BRISBANE, Australia, Dec. 13 (UPI) -- China's state-owned oil giant Sinopec plans to increase its equity interest holdings in Australia Pacific LNG by 10 percent, a company official said.
The deal builds upon April's agreement for APLNG, a joint venture between Origin Energy Ltd. and ConocoPhillips, to supply Sinopec with 4.3 million tons of liquefied natural gas a year for 20 years.

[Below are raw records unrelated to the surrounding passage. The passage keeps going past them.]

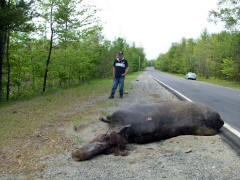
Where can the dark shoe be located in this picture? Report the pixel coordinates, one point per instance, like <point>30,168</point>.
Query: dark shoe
<point>111,97</point>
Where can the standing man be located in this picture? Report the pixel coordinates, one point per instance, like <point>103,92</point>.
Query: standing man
<point>120,70</point>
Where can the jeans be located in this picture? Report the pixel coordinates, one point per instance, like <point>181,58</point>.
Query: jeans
<point>120,81</point>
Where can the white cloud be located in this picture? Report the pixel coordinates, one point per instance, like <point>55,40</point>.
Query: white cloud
<point>155,24</point>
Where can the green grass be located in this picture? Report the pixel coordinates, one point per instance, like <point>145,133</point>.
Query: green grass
<point>22,117</point>
<point>212,80</point>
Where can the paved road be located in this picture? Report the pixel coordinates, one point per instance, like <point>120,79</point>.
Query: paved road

It effectively gives Sinopec 25 percent control over the project.
While financial details of the agreement weren't disclosed, April's deal was worth an estimated $90 billion.
"The agreement with Sinopec represents another significant step for (the) Australia Pacific LNG project and is testament to the strength of the project," Origin Chairman Kevin McCann said in a statement.
In an effort to beef up domestic reserves and supply, Chinese energy companies have been targeting overseas oil and gas assets, with current bids totaling $16 billion.
"We are very pleased to extend our relationship with Australia Pacific LNG, and in doing so, will further assist China and Sinopec to meet its growing energy demands," said Sinopec Chairman Fu Chengyu.
In the first nine months of this year, China's apparent consumption of natural gas -- consisting of domestic output and imports, excluding imports -- reached 93.7 billion cubic meters, an increase of 20 percent from 2010, with domestic production increasing 7 percent, figures from China's National Development and Reform Commission indicate.
Just as China became a price setter on the iron ore market during the last three years, it could also become a future price setter for natural gas, Edward L. Morse, managing director of commodities research at Citigroup Global Markets Inc., told an energy conference at Baker Institute for Public Policy in Houston earlier this month.
"By the end of the decade, China will pass Japan as the biggest LNG importer," he said.
Baker Institute researchers Kenneth B. Medlock and Peter Hartley, in a study about China's role in global LNG markets, forecast China to account for 24 percent of all global LNG imports by 2040.
"The natural gas sector is strategically important for the nation's state-owned oil companies ... the LNG market is going to (be) a fierce battleground for them in the near future, given the escalating demand for cleaner fuel," Zhou Xiujie, an energy analyst at China Investment Consulting told China Daily newspaper.
In a 2008 agreement with Qatar, the world's top LNG exporter, China will receive 3 million tons of LNG annually for 25 years, the first shipment of which arrived last month.